DBU continues growth and provides quality education any time, any place.
An off-shore oil-rig worker facing hurricanes in the Gulf, an alumnus from Africa serving students in the Far East, a single mom with a full-time job pursuing her life-long dream—DBU is delivering higher education to the earth’s most challenging situations. At present, 1,614 students—in an array of different settings—are enrolled in online courses at DBU. But it all started in 1998 with one class and only 11 students. When Kaye Shelton, dean of online education at DBU, arrived on campus in 1998, the term “e-learning” had only begun breaking into the vocabulary of higher education. Within a year, online enrollment at DBU leaped to 201 students.
Over the next six and one-half years, the number of DBU students taking online classes grew by more than 500 percent. But most impressive is the ever-growing area—from Canada and Brazil, to the United Kingdom, Japan, and even Iraq—where students
are logging on.
Recent DBU graduate Charles Richardson, an Exxon Mobil employee, spent his last semester on an oil rig in the Gulf of Mexico, perilously located in Hurricane Katrina’s path. Though forced to evacuate the off-shore facility, Charles managed to stay online, completing his coursework and graduating on time. Wayne Russell, an international student from South Africa, started his master’s degree in higher education while teaching at a school in Shanghai, China. But the “any time, any place” advantage of online education has also helped students closer to home.

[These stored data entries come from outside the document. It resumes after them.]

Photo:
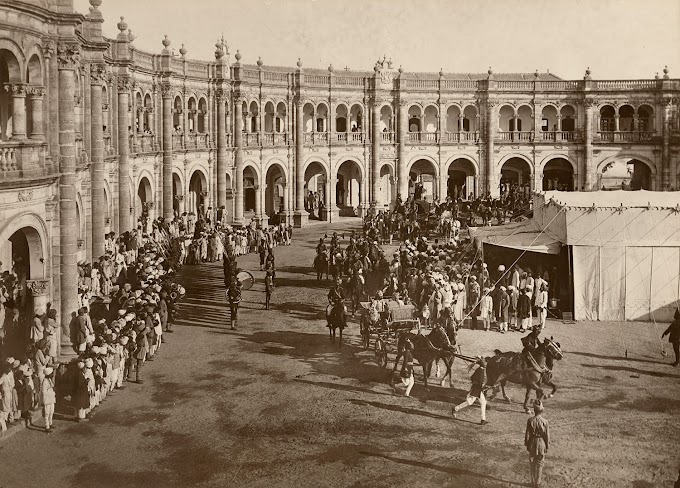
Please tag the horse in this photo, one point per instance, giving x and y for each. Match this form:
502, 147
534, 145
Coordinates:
530, 369
336, 318
426, 349
321, 265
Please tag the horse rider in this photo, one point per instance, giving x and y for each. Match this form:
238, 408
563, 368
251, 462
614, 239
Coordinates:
531, 341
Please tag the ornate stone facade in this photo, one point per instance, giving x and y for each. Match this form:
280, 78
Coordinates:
168, 134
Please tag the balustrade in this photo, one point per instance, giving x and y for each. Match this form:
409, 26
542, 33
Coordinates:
388, 137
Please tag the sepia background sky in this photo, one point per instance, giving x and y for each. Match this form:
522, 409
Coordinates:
616, 38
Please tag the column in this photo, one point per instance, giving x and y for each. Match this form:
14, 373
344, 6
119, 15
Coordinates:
491, 185
238, 160
68, 55
300, 216
221, 149
97, 158
36, 96
17, 91
376, 200
402, 176
590, 183
124, 202
168, 197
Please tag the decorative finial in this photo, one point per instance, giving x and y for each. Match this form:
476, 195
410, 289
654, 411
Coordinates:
122, 25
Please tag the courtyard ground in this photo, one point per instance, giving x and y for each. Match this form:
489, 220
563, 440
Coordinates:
275, 404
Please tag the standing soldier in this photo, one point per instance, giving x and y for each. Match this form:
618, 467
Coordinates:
268, 289
537, 440
477, 391
234, 294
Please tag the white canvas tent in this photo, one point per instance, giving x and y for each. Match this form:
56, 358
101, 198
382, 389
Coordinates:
625, 249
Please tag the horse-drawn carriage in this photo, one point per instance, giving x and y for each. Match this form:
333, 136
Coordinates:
385, 326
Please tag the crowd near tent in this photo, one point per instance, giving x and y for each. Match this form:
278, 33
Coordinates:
620, 250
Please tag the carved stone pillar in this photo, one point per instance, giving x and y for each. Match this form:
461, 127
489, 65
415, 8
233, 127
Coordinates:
124, 202
68, 56
220, 97
166, 94
17, 91
97, 73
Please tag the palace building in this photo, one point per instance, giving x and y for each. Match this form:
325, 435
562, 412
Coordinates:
95, 132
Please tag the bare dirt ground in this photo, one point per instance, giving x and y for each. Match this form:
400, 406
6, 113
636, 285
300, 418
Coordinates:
275, 404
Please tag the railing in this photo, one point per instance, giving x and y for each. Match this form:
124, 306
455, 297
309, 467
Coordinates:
422, 84
558, 136
251, 139
177, 141
460, 84
352, 81
559, 85
627, 136
516, 136
251, 74
22, 160
515, 85
626, 84
276, 78
317, 80
424, 137
462, 136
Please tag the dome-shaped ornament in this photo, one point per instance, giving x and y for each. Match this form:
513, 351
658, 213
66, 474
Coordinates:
122, 25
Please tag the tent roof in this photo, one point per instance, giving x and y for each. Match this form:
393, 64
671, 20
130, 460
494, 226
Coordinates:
617, 198
525, 236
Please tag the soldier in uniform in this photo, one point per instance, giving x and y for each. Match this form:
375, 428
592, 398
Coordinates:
537, 440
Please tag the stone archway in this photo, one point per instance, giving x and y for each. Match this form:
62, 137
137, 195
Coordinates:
515, 176
462, 180
422, 182
197, 193
349, 189
558, 174
275, 192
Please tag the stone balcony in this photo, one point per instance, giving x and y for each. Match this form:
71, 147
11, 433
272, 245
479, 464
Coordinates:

Many online students can also identify with the life demands of DBU student Carla Alexander. As a single mother of two, time is constantly in a crunch. In addition to staying involved at church, Carla volunteers at the American Red Cross as a case worker for military families. “Were it not for the online program, I would not be able to obtain my degree and substantially improve the quality of life that my children and I lead,” said Carla. “Online education is absolutely the only way that it is possible.”
“In today’s world, people want it all: family, career, and class,” explained Shelton. She sees DBU’s distinctive Christ-centered characteristics as the online program’s greatest feature. “DBU professors are doing the same things they do in the classroom—mentoring, praying, and encouraging—online,” she shared. “We have a niche, and now DBU can even make a difference around the world.”
Despite an overwhelming demand for online higher education, Shelton believes in letting quality drive progress. The DBU Online Education Department’s staff of dedicated course developers works with professors to systematically convert syllabi into outstanding online learning experiences, a process typically lasting six months. Their goal: an online program that ranks among the top names in e-learning, such as Penn State, University of Michigan, or California State University, where Shelton was one of the first students to earn a master’s degree in Online Teaching and Learning. As an employee, a wife, and a mother, she was able to complete her degree online.
In 2005, the DBU online education program won the first Blackboard Bbionic Course Award, which recognizes the five best online courses from higher education institutions nationwide. This year brought another honor: the eLearning 2006 Outstanding Online Course award from the Instructional Technology Council.
From Shelton’s perspective, the most rewarding aspect of tremendous growth and national recognition is the real-life impact online education is having on students’ lives, no matter what the circumstances under which they log on. Her motto says it all, “Quality education—any time, any place.”